According to court documents, Glendon Swift, 62, has admitted that he left two anonymous telephone messages at the office of U.S. Rep. Eric Cantor (R-Va) in October, and said he was drunk when he did so. Swift was ordered detained Friday by U.S. Magistrate Judge Clifford Shirley pending a Dec. 20 hearing at which he is expected to plead guilty to one count of threatening a federal official's family.
The plea deal calls for a 13-month prison term. But U.S. District Judge Tom Varlan must approve it at an April 4 sentencing.
When FBI agents from the Richmond, Va., field office first questioned Swift about the calls, he readily admitted he had made them, court documents state.
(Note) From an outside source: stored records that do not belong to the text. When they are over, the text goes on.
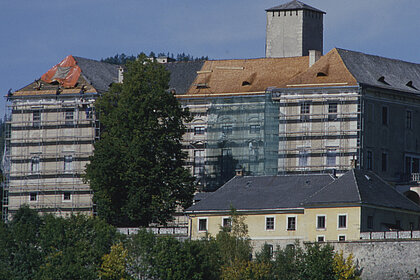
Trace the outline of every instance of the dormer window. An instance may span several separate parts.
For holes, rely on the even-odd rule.
[[[381,77],[378,79],[378,82],[381,82],[381,83],[383,83],[383,84],[385,84],[385,85],[389,85],[389,84],[385,81],[385,77],[384,77],[384,76],[381,76]]]
[[[406,85],[406,86],[408,86],[408,87],[410,87],[410,88],[412,88],[412,89],[418,90],[418,89],[417,89],[417,88],[413,85],[413,81],[408,81],[405,85]]]

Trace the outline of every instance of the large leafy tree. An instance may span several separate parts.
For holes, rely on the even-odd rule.
[[[118,226],[165,223],[194,192],[181,139],[189,113],[168,92],[169,73],[144,54],[96,103],[101,140],[86,168],[99,216]]]

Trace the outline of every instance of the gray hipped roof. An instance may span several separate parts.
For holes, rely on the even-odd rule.
[[[99,92],[108,91],[112,83],[118,82],[119,65],[73,56],[82,70],[84,78]]]
[[[302,208],[301,202],[332,182],[330,175],[234,177],[207,198],[187,209],[229,211]]]
[[[338,49],[360,84],[420,94],[420,64]]]
[[[302,3],[297,0],[293,0],[291,2],[288,2],[286,4],[282,4],[279,6],[272,7],[270,9],[267,9],[267,12],[274,12],[274,11],[294,11],[294,10],[309,10],[314,12],[319,12],[325,14],[324,11],[318,10],[317,8],[311,7],[309,5],[306,5],[305,3]]]
[[[351,170],[311,195],[305,206],[368,204],[387,208],[420,211],[413,201],[400,194],[370,171]]]

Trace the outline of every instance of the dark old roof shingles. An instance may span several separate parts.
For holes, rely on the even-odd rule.
[[[358,83],[420,94],[420,64],[339,48],[337,51]],[[387,84],[378,81],[381,77]],[[417,90],[407,86],[409,81]]]
[[[324,11],[321,11],[317,8],[314,8],[312,6],[309,6],[301,1],[291,1],[279,6],[272,7],[270,9],[267,9],[267,12],[274,12],[274,11],[292,11],[292,10],[309,10],[309,11],[315,11],[319,13],[325,14]]]
[[[235,177],[187,211],[301,208],[301,202],[333,181],[330,175]]]

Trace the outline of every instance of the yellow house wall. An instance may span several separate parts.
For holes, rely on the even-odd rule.
[[[347,227],[338,228],[338,215],[347,215]],[[326,216],[326,228],[317,229],[317,215]],[[296,230],[287,230],[287,218],[296,217]],[[245,223],[248,225],[248,235],[255,241],[275,240],[302,240],[317,241],[320,235],[325,236],[325,241],[337,241],[339,235],[344,235],[346,240],[360,239],[360,207],[342,208],[313,208],[297,210],[287,213],[273,214],[246,214]],[[220,231],[222,219],[228,214],[220,215],[190,215],[190,234],[192,239],[200,239],[209,234],[216,236]],[[266,230],[266,217],[274,217],[274,230]],[[198,220],[207,219],[207,231],[198,231]]]
[[[325,216],[325,229],[317,229],[318,215]],[[346,228],[338,228],[339,215],[347,215]],[[304,217],[307,241],[317,241],[318,236],[324,236],[325,241],[338,241],[340,235],[345,235],[346,240],[359,240],[360,216],[360,207],[307,208]]]

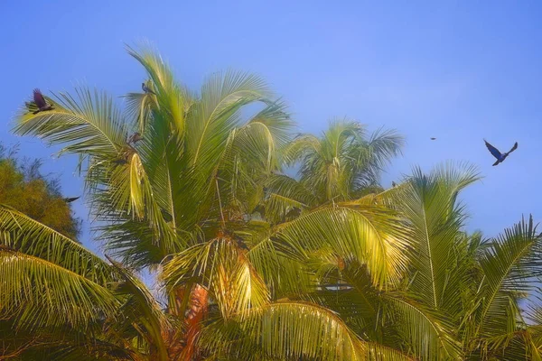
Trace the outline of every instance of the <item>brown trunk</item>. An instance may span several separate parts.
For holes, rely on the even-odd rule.
[[[186,308],[183,299],[186,289],[180,287],[175,291],[174,304],[171,305],[172,314],[182,317],[186,330],[182,334],[174,329],[164,330],[163,336],[168,347],[170,359],[173,361],[200,360],[196,341],[201,329],[201,322],[205,317],[209,306],[209,292],[200,284],[194,284],[190,292]],[[184,313],[183,310],[186,310]]]
[[[201,322],[207,313],[209,307],[209,292],[200,284],[192,287],[188,310],[185,314],[186,334],[184,335],[185,347],[182,350],[182,359],[200,360],[196,341],[201,330]]]

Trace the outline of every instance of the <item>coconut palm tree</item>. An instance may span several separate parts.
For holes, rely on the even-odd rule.
[[[466,213],[458,196],[478,178],[469,166],[448,164],[430,174],[415,169],[398,187],[336,202],[336,208],[395,210],[407,241],[396,248],[403,255],[387,255],[406,256],[408,266],[378,283],[370,262],[352,256],[354,245],[325,237],[315,245],[300,227],[288,238],[287,253],[304,260],[315,287],[291,288],[295,296],[290,298],[333,310],[360,338],[413,359],[540,359],[540,310],[536,303],[522,308],[539,297],[542,236],[532,218],[487,240],[464,232]],[[299,183],[289,184],[277,190],[299,194],[293,190]],[[293,223],[310,214],[304,211]]]
[[[381,206],[332,204],[281,222],[258,218],[290,141],[285,105],[257,77],[214,74],[194,93],[155,52],[128,52],[146,70],[150,91],[128,94],[124,112],[82,88],[45,97],[48,110],[26,103],[17,118],[17,134],[79,157],[108,262],[3,208],[0,312],[9,320],[4,329],[18,335],[14,351],[68,359],[405,359],[366,342],[325,307],[287,298],[313,286],[295,242],[313,252],[344,246],[344,256],[367,264],[385,288],[406,269],[406,257],[394,255],[404,245],[398,218]],[[247,118],[249,105],[259,110]],[[158,271],[165,305],[136,277],[144,268]]]

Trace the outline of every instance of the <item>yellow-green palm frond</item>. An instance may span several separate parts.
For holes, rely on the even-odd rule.
[[[407,266],[406,228],[388,209],[378,206],[326,206],[279,225],[273,237],[287,252],[331,247],[345,262],[367,264],[374,284],[386,288],[398,282]]]
[[[208,288],[224,319],[244,317],[269,301],[268,290],[234,239],[215,238],[174,255],[161,275],[166,287],[198,282]]]
[[[126,124],[113,99],[86,88],[47,100],[53,109],[37,114],[23,109],[14,132],[44,138],[51,144],[63,144],[61,152],[115,157],[126,143]]]
[[[106,286],[115,280],[110,265],[79,243],[45,225],[0,205],[0,246],[42,258]]]
[[[51,262],[0,248],[0,313],[33,329],[69,325],[85,329],[118,301],[111,292],[83,275]]]

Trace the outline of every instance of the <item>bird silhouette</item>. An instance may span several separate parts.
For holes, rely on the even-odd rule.
[[[154,93],[153,90],[151,90],[151,88],[149,87],[147,87],[146,84],[145,84],[145,83],[141,83],[141,88],[145,93],[151,93],[151,94],[156,95],[156,93]]]
[[[36,106],[38,107],[38,110],[33,112],[33,114],[38,114],[40,112],[44,112],[46,110],[52,109],[52,105],[47,103],[47,101],[45,100],[45,97],[43,97],[43,95],[42,94],[40,89],[38,89],[38,88],[33,89],[33,98],[34,98],[34,103],[36,104]]]
[[[496,166],[499,163],[501,163],[504,162],[504,160],[506,159],[506,157],[508,157],[510,153],[514,152],[516,149],[518,149],[518,142],[516,142],[514,143],[514,146],[512,147],[512,149],[510,149],[509,152],[505,153],[501,153],[499,149],[495,148],[493,145],[490,144],[488,143],[488,141],[486,141],[485,139],[483,140],[486,143],[486,147],[488,147],[488,149],[490,150],[490,153],[491,153],[491,155],[493,155],[495,158],[497,158],[497,162],[495,162],[493,163],[493,166]]]
[[[136,132],[132,135],[130,135],[130,137],[128,138],[128,143],[139,142],[142,139],[143,139],[143,136],[141,136],[141,134],[139,133]]]

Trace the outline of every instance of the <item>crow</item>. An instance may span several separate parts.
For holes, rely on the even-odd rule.
[[[151,90],[151,88],[149,87],[147,87],[145,83],[141,83],[141,88],[145,93],[151,93],[151,94],[156,95],[156,93],[154,93],[153,90]]]
[[[47,101],[43,97],[43,95],[42,94],[40,89],[38,89],[38,88],[33,89],[33,98],[34,98],[34,103],[36,104],[36,106],[38,107],[38,110],[33,112],[33,114],[38,114],[40,112],[44,112],[46,110],[52,109],[52,105],[47,103]]]
[[[504,160],[506,159],[506,157],[508,157],[510,153],[514,152],[516,149],[518,149],[518,142],[516,142],[514,143],[514,146],[512,147],[512,149],[510,149],[509,152],[505,153],[501,153],[499,149],[495,148],[493,145],[490,144],[488,143],[488,141],[486,141],[485,139],[483,140],[486,143],[486,147],[488,147],[490,153],[491,153],[491,155],[493,155],[495,158],[497,158],[497,162],[495,162],[493,163],[493,166],[496,166],[499,163],[501,163],[504,162]]]
[[[134,133],[132,135],[130,135],[130,137],[128,138],[128,143],[136,143],[136,142],[139,142],[140,140],[143,139],[143,136],[141,136],[141,134],[137,132]]]

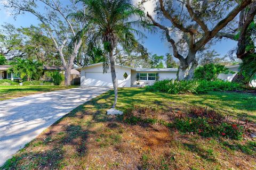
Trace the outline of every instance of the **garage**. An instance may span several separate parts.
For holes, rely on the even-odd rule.
[[[115,65],[119,87],[131,87],[131,68]],[[103,73],[103,64],[99,63],[80,69],[81,86],[113,87],[110,69]]]
[[[85,72],[85,86],[112,86],[110,73]]]

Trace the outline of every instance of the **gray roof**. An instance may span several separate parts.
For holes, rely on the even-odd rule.
[[[157,71],[157,72],[177,72],[178,69],[167,68],[167,69],[150,69],[150,68],[143,68],[143,69],[131,69],[136,71]]]
[[[100,64],[102,64],[102,62],[101,63],[98,63],[96,64],[90,64],[89,65],[87,66],[85,66],[84,67],[76,67],[76,68],[74,68],[74,69],[76,69],[77,70],[80,71],[81,69],[82,68],[85,68],[85,67],[88,67],[92,66],[95,66],[95,65],[98,65]],[[126,66],[124,66],[124,65],[121,65],[119,64],[115,64],[115,65],[117,65],[119,66],[123,67],[126,67],[126,68],[129,68],[131,69],[131,70],[134,70],[136,71],[157,71],[157,72],[177,72],[178,71],[178,69],[174,69],[174,68],[168,68],[168,69],[152,69],[152,68],[132,68],[131,67]]]

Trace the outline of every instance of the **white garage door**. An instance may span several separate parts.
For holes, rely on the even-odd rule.
[[[110,73],[85,72],[85,86],[113,86]]]

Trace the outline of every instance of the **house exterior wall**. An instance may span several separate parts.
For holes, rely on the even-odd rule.
[[[115,66],[116,78],[119,87],[131,87],[131,69]],[[124,74],[128,76],[125,79]],[[103,73],[102,64],[84,67],[81,69],[81,86],[113,87],[110,69],[106,73]]]
[[[177,78],[177,72],[175,71],[166,71],[166,72],[154,72],[154,71],[135,71],[132,70],[131,72],[131,83],[132,85],[141,85],[142,86],[146,85],[152,85],[156,81],[155,80],[138,80],[137,73],[158,73],[159,80],[164,79],[176,79]],[[140,84],[137,84],[139,82]]]
[[[220,74],[218,78],[221,80],[228,80],[229,81],[231,81],[236,73],[238,72],[239,70],[239,66],[229,68],[229,70],[231,71],[234,71],[235,72],[234,74],[229,73],[227,74]]]

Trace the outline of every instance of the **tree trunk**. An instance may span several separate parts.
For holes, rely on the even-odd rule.
[[[178,71],[178,80],[183,80],[185,78],[186,69],[187,68],[181,66],[179,66],[179,70]]]
[[[196,60],[194,60],[192,62],[192,65],[191,66],[190,69],[189,69],[189,71],[188,72],[188,75],[186,78],[186,80],[190,80],[194,78],[194,74],[195,73],[195,69],[196,69],[196,67],[198,65],[198,63]]]
[[[67,67],[65,69],[65,86],[70,86],[70,71],[71,67]]]
[[[112,76],[112,82],[113,83],[114,91],[115,92],[115,100],[112,108],[115,108],[117,102],[117,80],[116,79],[116,71],[115,70],[115,59],[113,56],[113,52],[109,53],[109,60],[110,62],[111,75]]]
[[[242,70],[242,69],[241,69]],[[232,79],[232,82],[235,82],[235,83],[242,83],[246,85],[249,85],[249,82],[245,82],[245,78],[244,76],[242,74],[242,70],[240,70],[235,75],[235,76]]]

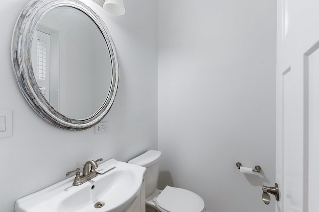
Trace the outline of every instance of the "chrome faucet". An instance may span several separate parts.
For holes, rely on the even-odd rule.
[[[102,160],[103,159],[100,158],[96,160],[90,160],[86,161],[86,162],[83,164],[84,166],[82,175],[80,174],[80,169],[78,168],[75,170],[67,172],[65,176],[68,177],[70,174],[76,172],[76,175],[75,176],[75,178],[74,178],[72,185],[73,186],[78,186],[98,176],[98,173],[95,171],[95,169],[99,166],[97,163],[99,161],[102,161]],[[90,165],[91,165],[91,166],[90,166]],[[91,170],[89,171],[90,166],[91,166]]]

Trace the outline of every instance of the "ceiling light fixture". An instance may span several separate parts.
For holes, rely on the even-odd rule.
[[[108,13],[114,15],[122,15],[125,13],[123,0],[93,0],[104,8]]]

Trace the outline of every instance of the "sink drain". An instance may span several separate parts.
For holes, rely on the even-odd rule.
[[[104,206],[104,203],[103,202],[99,202],[98,203],[96,203],[95,205],[94,205],[94,208],[96,209],[100,209],[103,206]]]

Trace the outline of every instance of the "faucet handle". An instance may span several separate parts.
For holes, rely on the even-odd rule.
[[[73,172],[76,172],[76,176],[75,176],[76,179],[80,177],[80,169],[79,168],[73,171],[70,171],[66,172],[66,174],[65,174],[65,176],[66,177],[68,177],[69,175],[70,175],[70,174],[72,174]]]

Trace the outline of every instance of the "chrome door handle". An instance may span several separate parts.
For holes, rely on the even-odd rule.
[[[278,188],[278,184],[275,184],[274,187],[269,187],[268,186],[263,186],[263,201],[266,205],[268,205],[270,203],[270,196],[268,194],[270,193],[273,194],[276,197],[276,200],[279,201],[279,189]]]

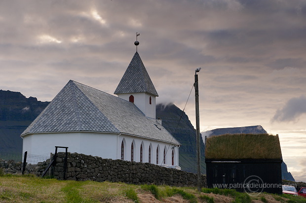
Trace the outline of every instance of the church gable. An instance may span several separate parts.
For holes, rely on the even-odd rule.
[[[158,97],[138,52],[135,53],[114,94],[146,93]]]
[[[118,130],[70,80],[22,133]]]
[[[74,82],[120,133],[181,145],[155,119],[146,117],[133,103]]]

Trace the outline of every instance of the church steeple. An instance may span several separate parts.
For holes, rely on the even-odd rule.
[[[140,56],[136,52],[114,94],[140,93],[158,97]]]
[[[135,45],[139,44],[138,41],[135,41]],[[155,97],[158,97],[158,94],[137,51],[114,94],[134,103],[146,116],[155,118]]]

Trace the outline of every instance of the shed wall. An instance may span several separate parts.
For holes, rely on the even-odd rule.
[[[280,160],[278,163],[206,162],[207,186],[239,192],[282,194],[281,165]]]

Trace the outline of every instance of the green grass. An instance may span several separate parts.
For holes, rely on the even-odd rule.
[[[285,198],[289,199],[287,203],[306,203],[306,198],[301,196],[294,196],[292,195],[283,194],[280,195]]]
[[[4,175],[4,170],[0,168],[0,177],[3,177]]]
[[[130,199],[134,202],[137,203],[139,203],[139,199],[137,196],[137,193],[135,191],[135,190],[132,188],[128,188],[124,191],[125,196],[128,199]]]
[[[144,190],[150,191],[161,202],[169,197],[179,195],[191,203],[218,202],[219,196],[232,199],[232,203],[249,203],[252,200],[267,202],[268,196],[282,203],[305,203],[306,199],[289,195],[274,195],[267,193],[250,196],[234,190],[219,188],[202,188],[201,193],[194,187],[176,187],[166,185],[135,185],[123,183],[95,181],[61,181],[44,179],[33,175],[4,174],[0,177],[0,202],[40,203],[88,203],[101,202],[124,202],[128,199],[135,203],[144,202]],[[152,197],[153,198],[153,197]],[[228,199],[228,198],[227,198]]]
[[[215,203],[213,198],[211,198],[206,195],[201,195],[200,199],[202,201],[205,201],[207,203]]]
[[[154,195],[154,197],[157,200],[160,200],[161,194],[158,190],[158,188],[155,185],[143,185],[141,186],[141,188],[145,190],[150,191],[152,193],[152,195]]]
[[[262,201],[262,202],[264,203],[268,203],[268,201],[267,200],[267,199],[265,198],[265,197],[261,197],[260,198],[260,200]]]
[[[201,192],[205,193],[213,193],[217,195],[231,196],[234,199],[233,203],[251,203],[252,199],[247,193],[237,192],[235,190],[229,189],[202,188]]]
[[[278,135],[234,134],[208,138],[206,159],[281,159]]]
[[[190,203],[197,203],[197,199],[194,195],[188,193],[182,189],[176,188],[168,188],[166,191],[166,193],[168,197],[172,197],[176,194],[179,194],[182,196],[184,199],[188,200]]]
Swift "immediately responded that he was aware of why the agents were there and stated that he 'got drunk the other night and started cussing people out,' " a court document states.
Swift, after consulting with an attorney, has signed a plea agreement. He has also agreed to have the case handled in Knoxville instead of Virginia.
The calls were made on Swift's cellphone. They were "laden with the screaming and ranting of profanities," and made derogatory references to the fact that Cantor is Jewish.
In one of the calls, Swift says: "How about if I rape your daughter? How about that, if I come into your house and kill your wife."
Available court documents do not indicate Swift's motive in making the call.